(director/writer: Natalie Erika James; screenwriter: Christian White; cinematographer: Charlie Sarroff; editors: Denise Haratzis, Sean Lahiff; music: Brian Reitzell; cast: Emily Mortimer (Kay), Bella Heathcote (Sam), Robyn Nevin (Edna), Chris Bunton (kid with Down syndrome); Runtime: 89; MPAA Rating: NR; producers: Anna McLeish, Sarah Shaw, Jake Gyllenhaal, Riva Marker; Carver Films; 2020-Australia/USA)

“The well-crafted film is original, disturbing and subtle.”

Reviewed by Dennis Schwartz

The directorial debut of Japanese Australian filmmaker Natalie Erika James is this slow-burner horror pic. The movie is a chilling female ghost story about the travails of aging, losing a loved one and dealing with dementia. It tells of a family home where there’s a sinister presence that three generations of women must deal with.The well-crafted film is original, disturbing and subtle. It’s tenderly and observantly co-written by James and Christian White. The high-concept horror film is favorably complemented with edgy background music from Brian Reitzell and mesmerizing performances by its three stars: Emily Mortimer, Bella Heathcote and Australian stage veteran Robyn Nevin.

The film was inspired by the director’s experience with a grandmother suffering from Alzheimer’s.

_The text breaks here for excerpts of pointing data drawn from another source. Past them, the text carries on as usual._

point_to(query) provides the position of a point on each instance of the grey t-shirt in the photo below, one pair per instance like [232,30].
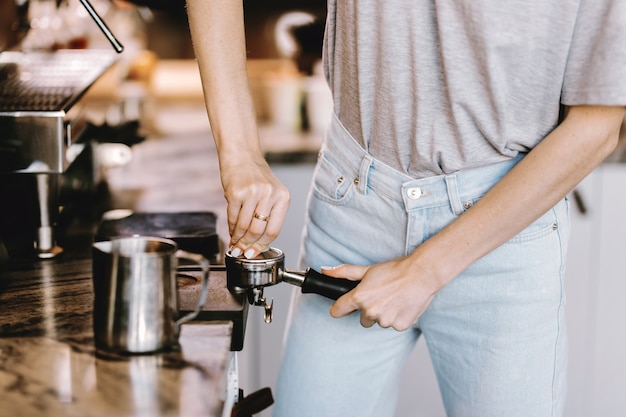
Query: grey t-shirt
[434,86]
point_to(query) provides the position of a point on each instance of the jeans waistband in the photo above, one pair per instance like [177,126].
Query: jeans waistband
[447,189]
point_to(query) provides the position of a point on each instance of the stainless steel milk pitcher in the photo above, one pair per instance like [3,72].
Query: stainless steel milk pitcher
[135,294]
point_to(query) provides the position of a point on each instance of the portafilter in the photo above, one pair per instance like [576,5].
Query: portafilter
[250,276]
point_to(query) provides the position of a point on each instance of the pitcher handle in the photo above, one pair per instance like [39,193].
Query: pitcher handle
[205,266]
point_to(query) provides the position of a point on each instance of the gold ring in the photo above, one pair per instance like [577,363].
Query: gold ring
[261,217]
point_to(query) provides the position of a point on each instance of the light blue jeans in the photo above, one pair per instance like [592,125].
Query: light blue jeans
[496,334]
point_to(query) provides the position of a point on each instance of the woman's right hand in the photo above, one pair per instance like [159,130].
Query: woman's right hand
[257,204]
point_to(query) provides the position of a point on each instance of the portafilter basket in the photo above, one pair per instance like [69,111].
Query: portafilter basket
[250,276]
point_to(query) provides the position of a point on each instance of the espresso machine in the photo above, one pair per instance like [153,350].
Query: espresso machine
[42,129]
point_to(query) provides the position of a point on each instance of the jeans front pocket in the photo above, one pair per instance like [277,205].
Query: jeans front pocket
[332,183]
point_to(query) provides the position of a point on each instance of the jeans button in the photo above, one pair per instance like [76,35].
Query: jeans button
[414,193]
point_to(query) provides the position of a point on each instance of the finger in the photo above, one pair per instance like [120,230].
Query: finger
[253,244]
[344,305]
[351,272]
[366,321]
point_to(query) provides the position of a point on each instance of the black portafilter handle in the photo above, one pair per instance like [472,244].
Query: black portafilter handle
[333,288]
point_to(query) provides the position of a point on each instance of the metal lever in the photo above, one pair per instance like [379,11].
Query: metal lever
[103,27]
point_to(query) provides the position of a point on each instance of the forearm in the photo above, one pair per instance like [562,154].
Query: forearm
[218,34]
[537,183]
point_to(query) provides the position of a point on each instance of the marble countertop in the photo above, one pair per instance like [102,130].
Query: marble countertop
[49,366]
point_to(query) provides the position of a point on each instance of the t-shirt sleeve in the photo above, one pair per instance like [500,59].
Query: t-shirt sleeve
[596,66]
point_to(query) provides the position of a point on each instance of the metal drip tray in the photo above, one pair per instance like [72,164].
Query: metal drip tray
[39,116]
[48,81]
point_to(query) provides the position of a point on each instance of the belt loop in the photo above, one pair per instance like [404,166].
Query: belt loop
[453,194]
[361,180]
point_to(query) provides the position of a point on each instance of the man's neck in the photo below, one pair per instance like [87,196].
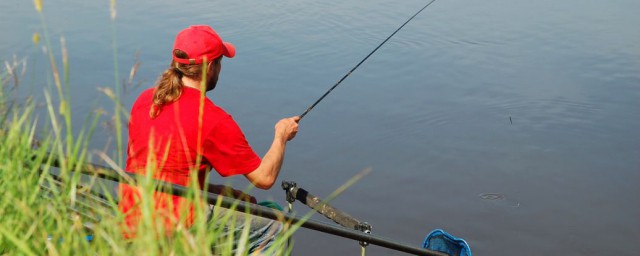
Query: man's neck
[188,82]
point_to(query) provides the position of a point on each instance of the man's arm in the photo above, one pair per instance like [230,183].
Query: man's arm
[266,174]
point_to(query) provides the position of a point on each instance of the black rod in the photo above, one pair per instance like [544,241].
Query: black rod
[262,211]
[315,203]
[356,66]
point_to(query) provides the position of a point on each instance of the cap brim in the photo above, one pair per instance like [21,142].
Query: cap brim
[230,50]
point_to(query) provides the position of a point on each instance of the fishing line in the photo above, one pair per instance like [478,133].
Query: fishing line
[365,58]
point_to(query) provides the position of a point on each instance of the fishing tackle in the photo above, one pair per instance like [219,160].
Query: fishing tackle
[365,58]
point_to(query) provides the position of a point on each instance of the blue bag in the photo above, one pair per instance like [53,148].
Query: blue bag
[441,241]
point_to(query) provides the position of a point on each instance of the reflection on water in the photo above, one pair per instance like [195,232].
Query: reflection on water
[530,106]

The domestic gothic genre film was a hit at Sundance, where it was compared favorably to Jennifer Kent’s The Babadook, also shown at Sundance and also an Australian scare film.

The local police inform Kay (Emily Mortimer) that her elderly mother Edna (Robyn Nevin) is missing and neighbors have not seen her lately. Thereby Kay and her college-age daughter Sam (Bella Heathcote) drive from Melbourne to her stately country house in a wooded area of regional Victoria. They find the place empty with furniture and items left in disarray, food left out for a pet that’s been dead for years and odd post-it notes all over the place with reminders for the simplest tasks. Kay and Sam decide to stay in the house while the police search for Edna. While there, they experience strange goings-on in the dimly lit rooms that makes them suspect there might be foul play or some kind of odd presence that might offer a possible explanation for her disappearance.

Surprisingly Edna suddenly shows up but when questioned is vague about where she’s been. A doctor’s exam reveals no physical issues from her disappearance beyond a large black bruise on her chest, for which she has no explanation. The doctor thereby instructs her daughter not to leave her disorientated mother alone in the house for a few days.

Relic takes its time getting to the crowd-pleasing horror part, but when it does it delivers the goods and excites the viewer’s imagination with a stunning conclusion.

This is a superior horror film that gives you some realistic scares, as it takes you through a terrifying look at a crumbling old house (with a hidden hallway covered in clutter) and a mind unraveling from disease.